If I’m going to bust out the cocktails, it’s not going to be a “oh my GOSH! LOOK how cute this tablecloth is! My cocktail is inspired by the color of this beautiful tablecloth and matching cupcake tree!” No. It’s going to be more of an “oh my GOSH! Do you smell that grill heating up? That means it’s time to get CRUNK.” Only I don’t say crunk, for obvious reasons.
A couple of days ago, for example, it was a beautiful Friday afternoon, and we were firing up the grill for some poblano burgers on jalapeno cheddar buns. They were spicy. They were juicy. They were delicious. They were served with fresh steak fries, grilled corn-on-the-cob that was absolutely douched with lime butter, and a simple romaine salad with buttermilk-cilantro dressing.
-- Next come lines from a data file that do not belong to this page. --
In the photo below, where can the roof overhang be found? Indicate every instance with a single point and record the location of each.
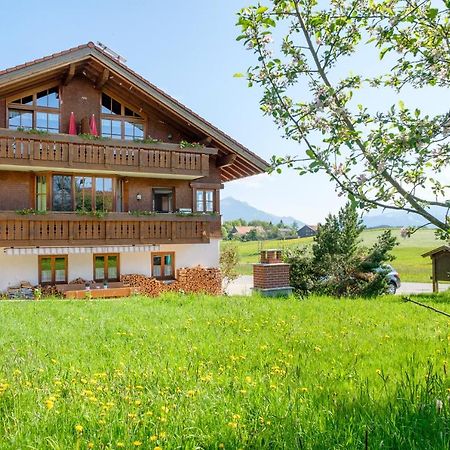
(242, 162)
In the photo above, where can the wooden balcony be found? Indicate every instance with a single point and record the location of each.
(72, 153)
(71, 229)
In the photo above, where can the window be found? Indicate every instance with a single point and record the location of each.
(162, 200)
(119, 121)
(82, 193)
(39, 110)
(62, 193)
(163, 265)
(106, 267)
(52, 269)
(41, 193)
(204, 200)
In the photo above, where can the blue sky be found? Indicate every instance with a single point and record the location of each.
(188, 49)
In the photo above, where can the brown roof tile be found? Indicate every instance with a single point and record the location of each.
(90, 44)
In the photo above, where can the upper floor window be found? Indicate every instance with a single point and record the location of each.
(38, 110)
(204, 200)
(80, 193)
(120, 121)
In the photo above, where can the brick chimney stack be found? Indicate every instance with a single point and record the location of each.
(271, 275)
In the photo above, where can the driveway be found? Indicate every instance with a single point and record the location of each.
(243, 286)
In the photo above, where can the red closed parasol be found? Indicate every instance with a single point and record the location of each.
(93, 126)
(72, 124)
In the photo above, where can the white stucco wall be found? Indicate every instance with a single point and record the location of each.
(14, 269)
Woot! What could be better, right?
I have the answer to that. What could be better would be getting a touch sauced on a concoction so summery that it felt like rolling around in a patch of fire-ant-free grass in a bikini clutching a pink volleyball. So potent it felt like huffing white out from the mouth of a water bong. So pretty it was like…well, you get the picture. I bring you: The Honeydew Mojito.
It’s really simple, and utterly delicious. I recommend making a few. Or a lot, honestly. It goes down like buttah.
1/2 of a fresh, ripe honeydew, cubed
6 oz white rum
2 oz mint simple syrup
2 limes, juiced
In a capable blender, spin the melon, rum, simple syrup and lime juice until it’s well-pureed. Fill a pint glass with crushed ice (or cubed, if you prefer). Fill the glass 2/3 of the way with the honeydew-rum mixture. Fill the rest of the glass with club soda. Stir, test for sweetness, and add simple syrup as needed. Garnish with fresh mint and a melon wedge.
I feel like you could fill a camelbak with this stuff, float it in the pool next to your raft, hold the straw in your mouth, and suck intermittently while reading a trashy beach book. I used to do it with margaritas all the time, and it’s a great way to keep pool drinks cold, while also increasing the risk of drowning when you try to extricate your drunk ass from the raft.